A Brief History of Liv Up’s Data Platform

Published in

Liv Up — Inside the Kitchen

9 min readJun 2, 2020

This is the journey of building a data platform, from 2017 to 2020. During these three years, our business changed a lot. Our team grew from 35 to 500+ people, we expanded from two cities to thirty, we evolved from processing a few megabytes to terabytes of data every day, we raised three funding rounds. As a result of continuous change, our platform had to evolve accordingly.

Part 1: The (Not So) Good Ol’ Days

In the beginning, there was only an inexperienced intern and a nice challenge: leverage Liv Up’s small data to support business decisions through analysis, automate reporting, and start building the foundations of a data team (we called it Business Intelligence).

With great support from Tristan Handy newsletter and his great Guide to Analytics (in 2020 I also recommend this post from Locally Optimistic), we built the very first version of the platform.

By that time, our main database was MongoDB and we had other data sources such as Zendesk, Facebook Ads, Google Analytics, Google Spreadsheets, Mailchimp, etc. We decided to build an ELT architecture, using Stitch to extract data from all sources (including MongoDB) and load in a PostgresDB, acting as a data warehouse.

Then, we transformed data using Pentaho Data Integration (PDI), using the drag-and-drop graphic user interface to build our core tables and create visualizations in Metabase. In some cases, PDI built-in transformations weren’t enough, so we developed Python and SQL code, and used PDI as a scheduler.

This was a simple, amateur, nonscalable platform.
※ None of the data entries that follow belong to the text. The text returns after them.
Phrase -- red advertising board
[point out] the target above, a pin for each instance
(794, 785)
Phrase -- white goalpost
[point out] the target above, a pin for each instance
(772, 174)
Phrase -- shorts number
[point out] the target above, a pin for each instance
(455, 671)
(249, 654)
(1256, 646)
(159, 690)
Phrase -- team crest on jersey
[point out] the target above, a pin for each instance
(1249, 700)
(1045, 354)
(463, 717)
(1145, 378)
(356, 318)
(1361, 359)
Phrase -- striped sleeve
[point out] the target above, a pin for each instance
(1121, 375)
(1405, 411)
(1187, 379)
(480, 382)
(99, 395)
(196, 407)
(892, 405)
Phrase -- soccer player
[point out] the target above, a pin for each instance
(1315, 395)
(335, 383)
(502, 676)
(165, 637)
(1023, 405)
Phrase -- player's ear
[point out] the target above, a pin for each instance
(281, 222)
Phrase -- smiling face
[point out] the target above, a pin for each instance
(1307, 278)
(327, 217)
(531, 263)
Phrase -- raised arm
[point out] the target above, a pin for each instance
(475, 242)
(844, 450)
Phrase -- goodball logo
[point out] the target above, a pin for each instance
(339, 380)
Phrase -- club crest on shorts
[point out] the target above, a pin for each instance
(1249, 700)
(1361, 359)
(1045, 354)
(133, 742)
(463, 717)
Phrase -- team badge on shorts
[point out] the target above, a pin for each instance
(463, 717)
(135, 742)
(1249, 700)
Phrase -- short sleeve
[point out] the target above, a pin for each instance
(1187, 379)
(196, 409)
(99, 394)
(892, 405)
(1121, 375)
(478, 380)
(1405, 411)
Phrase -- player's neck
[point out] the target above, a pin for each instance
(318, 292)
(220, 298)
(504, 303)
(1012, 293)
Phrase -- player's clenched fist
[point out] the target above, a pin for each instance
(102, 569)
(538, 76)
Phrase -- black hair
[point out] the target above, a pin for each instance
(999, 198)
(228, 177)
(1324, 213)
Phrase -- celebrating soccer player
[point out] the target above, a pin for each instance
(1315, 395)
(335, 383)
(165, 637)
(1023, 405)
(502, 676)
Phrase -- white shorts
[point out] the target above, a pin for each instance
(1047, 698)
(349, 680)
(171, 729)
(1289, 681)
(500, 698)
We didn’t even use git, most tools were no / low-code. Postgres and Metabase were hosted on Heroku (it doesn’t make much sense, very expensive and you can do as easily on AWS or GCP). Pentaho was running locally in a notebook on Windows (yeah, not so good old days).

It was an effective platform, though. We built dashboards to monitor main business metrics, integrated several data sources into a single source of truth, and developed simple analyses to support business decisions. We got the basics: automated reports and metrics. It was also cost-effective, as we moved from Heroku to AWS, all costs together summed less than $200/month.

This architecture worked for around one year. As we grew from 35 to 100 people, this version didn’t scale. It was a nice first version, but it needed to evolve.

Transforming flow (DAG) in Pentaho Data Integration

The main problems our platformed faced:

PostgresDB wasn’t scaling anymore, with queries and transformations scanning gigabytes, we had constant locks.
Transforming data in PDI was a mess. Huge transformations with many steps, we could take days to change a single field. And it simply didn’t work when Windows shut down 😂.
Metabase was doing great, but we started having problems with governance. As anyone could define their metrics, we started seeing two numbers for the same measure.
PDI isn’t suitable to run Data Science Jobs. As we were developing more models, we needed a better tool that could handle larger loads.
Google Analytics is fine for simple monitoring, but it is very limited for granular analyses or event processing.

Part 2: Adopting a Modern Stack

By the end of 2018, we could invest more heavily in our data platform. We hired a data scientist and a data engineer to help us build the next phase of the data team.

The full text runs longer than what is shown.